Sunday, June 21, 2009

Done Today

I've very little time lately between clients, work, and class prep to get to my own poems. But today I did. Finally I put a satisfactory closing line on a poem I wrote in 2006 (!) that has sat rotting unpublished because I couldn't capture that last line. Then I knocked off some changes (judicious trims) in a newer poem I've been hammering at for about four months, and now I think it's finished.

This didn't take but 45 minutes; however, I was focused. I feel good. Proud of myself.

Paging through the completed poems I saw that the best one was sent through 14 drafts; that the second-best went through 11 drafts, including one severe cutting job at draft #9, plus an extensive detailed workshop critique at draft #5. Who said writing isn't work?

Saturday, June 20, 2009

What Your Skills are Worth

Copyediting: $26/hr
Manuscript evaluations: $46-$51/hr
Teaching/leading a workshop: $75/hr
Writing queries: $78/hr; $200 per project
Online research: $65/hr
"Generating content": $84/hr

Info is the "average" from the 2006 Writers' Market. You'd be making more today!
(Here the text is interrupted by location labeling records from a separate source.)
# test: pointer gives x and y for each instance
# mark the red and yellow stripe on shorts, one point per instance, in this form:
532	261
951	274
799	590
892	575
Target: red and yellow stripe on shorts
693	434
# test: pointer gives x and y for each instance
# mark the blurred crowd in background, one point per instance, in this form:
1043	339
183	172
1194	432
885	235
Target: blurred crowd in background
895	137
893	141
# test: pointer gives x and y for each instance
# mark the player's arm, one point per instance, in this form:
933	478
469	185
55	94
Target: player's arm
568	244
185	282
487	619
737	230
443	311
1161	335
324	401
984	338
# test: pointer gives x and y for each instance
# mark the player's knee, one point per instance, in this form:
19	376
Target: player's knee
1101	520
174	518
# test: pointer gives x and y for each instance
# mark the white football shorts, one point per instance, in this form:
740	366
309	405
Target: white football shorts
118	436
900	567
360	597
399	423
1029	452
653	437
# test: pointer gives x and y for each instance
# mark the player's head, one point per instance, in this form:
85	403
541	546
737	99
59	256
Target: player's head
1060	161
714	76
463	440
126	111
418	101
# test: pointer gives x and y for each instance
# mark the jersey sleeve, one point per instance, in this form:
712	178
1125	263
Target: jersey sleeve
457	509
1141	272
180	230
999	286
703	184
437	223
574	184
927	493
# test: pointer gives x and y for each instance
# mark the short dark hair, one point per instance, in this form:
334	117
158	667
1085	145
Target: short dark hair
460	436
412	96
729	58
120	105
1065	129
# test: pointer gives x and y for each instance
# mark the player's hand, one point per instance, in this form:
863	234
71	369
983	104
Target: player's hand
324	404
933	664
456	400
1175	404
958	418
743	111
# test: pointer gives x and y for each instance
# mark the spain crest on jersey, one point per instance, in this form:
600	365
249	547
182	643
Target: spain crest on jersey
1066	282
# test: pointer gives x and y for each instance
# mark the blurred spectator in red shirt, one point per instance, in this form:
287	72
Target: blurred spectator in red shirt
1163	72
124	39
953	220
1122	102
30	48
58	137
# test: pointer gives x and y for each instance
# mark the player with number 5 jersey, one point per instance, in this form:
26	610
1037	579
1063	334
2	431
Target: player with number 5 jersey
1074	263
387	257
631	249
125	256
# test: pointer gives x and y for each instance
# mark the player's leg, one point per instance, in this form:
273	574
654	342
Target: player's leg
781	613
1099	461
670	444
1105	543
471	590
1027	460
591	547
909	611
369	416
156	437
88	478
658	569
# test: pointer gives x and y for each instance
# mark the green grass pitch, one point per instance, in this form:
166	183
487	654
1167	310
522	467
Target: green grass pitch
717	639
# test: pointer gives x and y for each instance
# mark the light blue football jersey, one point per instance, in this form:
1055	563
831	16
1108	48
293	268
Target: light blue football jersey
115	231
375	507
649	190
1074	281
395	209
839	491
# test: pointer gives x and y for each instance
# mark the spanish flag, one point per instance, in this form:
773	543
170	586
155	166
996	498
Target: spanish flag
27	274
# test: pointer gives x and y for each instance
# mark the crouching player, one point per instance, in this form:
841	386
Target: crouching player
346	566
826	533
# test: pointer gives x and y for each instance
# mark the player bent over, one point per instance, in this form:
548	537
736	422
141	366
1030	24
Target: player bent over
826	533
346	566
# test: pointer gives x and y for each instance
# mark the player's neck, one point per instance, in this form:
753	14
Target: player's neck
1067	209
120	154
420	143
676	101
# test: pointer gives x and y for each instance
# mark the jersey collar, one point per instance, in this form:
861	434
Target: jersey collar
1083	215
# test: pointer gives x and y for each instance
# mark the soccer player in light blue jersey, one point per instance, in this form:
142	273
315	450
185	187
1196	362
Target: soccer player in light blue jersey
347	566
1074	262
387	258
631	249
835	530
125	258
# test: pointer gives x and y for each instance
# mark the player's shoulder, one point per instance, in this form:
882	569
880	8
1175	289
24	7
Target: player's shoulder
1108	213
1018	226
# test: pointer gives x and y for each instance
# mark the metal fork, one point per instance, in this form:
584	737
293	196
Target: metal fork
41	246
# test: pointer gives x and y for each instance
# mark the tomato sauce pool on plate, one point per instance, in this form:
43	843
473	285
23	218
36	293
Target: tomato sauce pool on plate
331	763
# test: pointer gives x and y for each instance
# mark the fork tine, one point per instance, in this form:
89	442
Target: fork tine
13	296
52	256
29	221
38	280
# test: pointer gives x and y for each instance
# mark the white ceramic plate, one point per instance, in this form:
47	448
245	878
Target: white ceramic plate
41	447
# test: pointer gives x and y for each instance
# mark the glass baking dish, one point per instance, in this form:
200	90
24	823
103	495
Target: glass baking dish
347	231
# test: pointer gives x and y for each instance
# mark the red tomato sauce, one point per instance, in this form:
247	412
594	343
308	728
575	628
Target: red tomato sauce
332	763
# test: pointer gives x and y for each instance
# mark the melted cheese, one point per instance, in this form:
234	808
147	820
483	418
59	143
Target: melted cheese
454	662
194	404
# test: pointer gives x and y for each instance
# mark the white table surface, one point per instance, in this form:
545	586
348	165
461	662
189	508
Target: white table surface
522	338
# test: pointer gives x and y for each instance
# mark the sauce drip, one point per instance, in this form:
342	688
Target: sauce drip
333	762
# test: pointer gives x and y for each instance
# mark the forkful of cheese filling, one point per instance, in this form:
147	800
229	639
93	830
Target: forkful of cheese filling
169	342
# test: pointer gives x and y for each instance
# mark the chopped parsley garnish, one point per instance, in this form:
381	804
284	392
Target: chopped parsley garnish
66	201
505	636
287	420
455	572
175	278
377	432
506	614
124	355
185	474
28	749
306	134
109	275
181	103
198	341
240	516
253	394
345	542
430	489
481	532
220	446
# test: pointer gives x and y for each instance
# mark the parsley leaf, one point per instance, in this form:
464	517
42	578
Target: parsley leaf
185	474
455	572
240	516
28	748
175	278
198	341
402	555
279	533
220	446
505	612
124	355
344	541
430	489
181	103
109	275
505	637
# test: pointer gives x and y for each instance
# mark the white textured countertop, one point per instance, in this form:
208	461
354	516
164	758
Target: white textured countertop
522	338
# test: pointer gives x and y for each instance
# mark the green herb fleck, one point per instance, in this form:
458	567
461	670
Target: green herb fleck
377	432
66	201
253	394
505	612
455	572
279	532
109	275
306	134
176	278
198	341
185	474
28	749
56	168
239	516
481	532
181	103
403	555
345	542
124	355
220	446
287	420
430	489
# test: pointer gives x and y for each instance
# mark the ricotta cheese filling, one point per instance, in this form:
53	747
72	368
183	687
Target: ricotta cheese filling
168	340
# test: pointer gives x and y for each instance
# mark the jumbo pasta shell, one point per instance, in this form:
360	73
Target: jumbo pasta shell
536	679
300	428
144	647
Go out and charge likewise!

Thursday, June 18, 2009

What Are You Worth Per Hour?

Maybe you can’t make a living wage from your fiction or poems or essays. But you CAN make money using the array of skills you employ when you do creative writing. Here are some of your skills. Not everyone can say they have them! How good are you at each of these, and how experienced? Do you know what they are worth? Can you set a price on them? That’s the first step toward getting paid.

-copyediting $_____ per hour

-evaluation of manuscripts/critical feedback $____per hour

-teaching or leading a workshop $____ per hour

-writing queries, proposals, or synopses $____per hour

-researching potential publication venues $____per hour

-navigating and gathering information from websites helpful to writers, such as litmags.org or duotrope.com, and preparing to impart this information to those who want it $____per hour

-generating “content”: writing articles for publication or the web $____per hour

Those are just some of the skills you are probably undervaluing! More later, plus actual figures you SHOULD be charging.

Thanks to Becky Ellis of the blog cherrypiepress.blogspot.com for finding litmags.org.

Wednesday, June 17, 2009

Want to Read Books on Your I-Phone?

Very soon a million books will be available for download, at $9.95 each, through a new app for your I-Phone. Read about it in this article from Poets & Writers online. I don't have such a phone so I will find someone who has one and who uses this app, and see if they can actually have a pleasant reading experience on that little screen.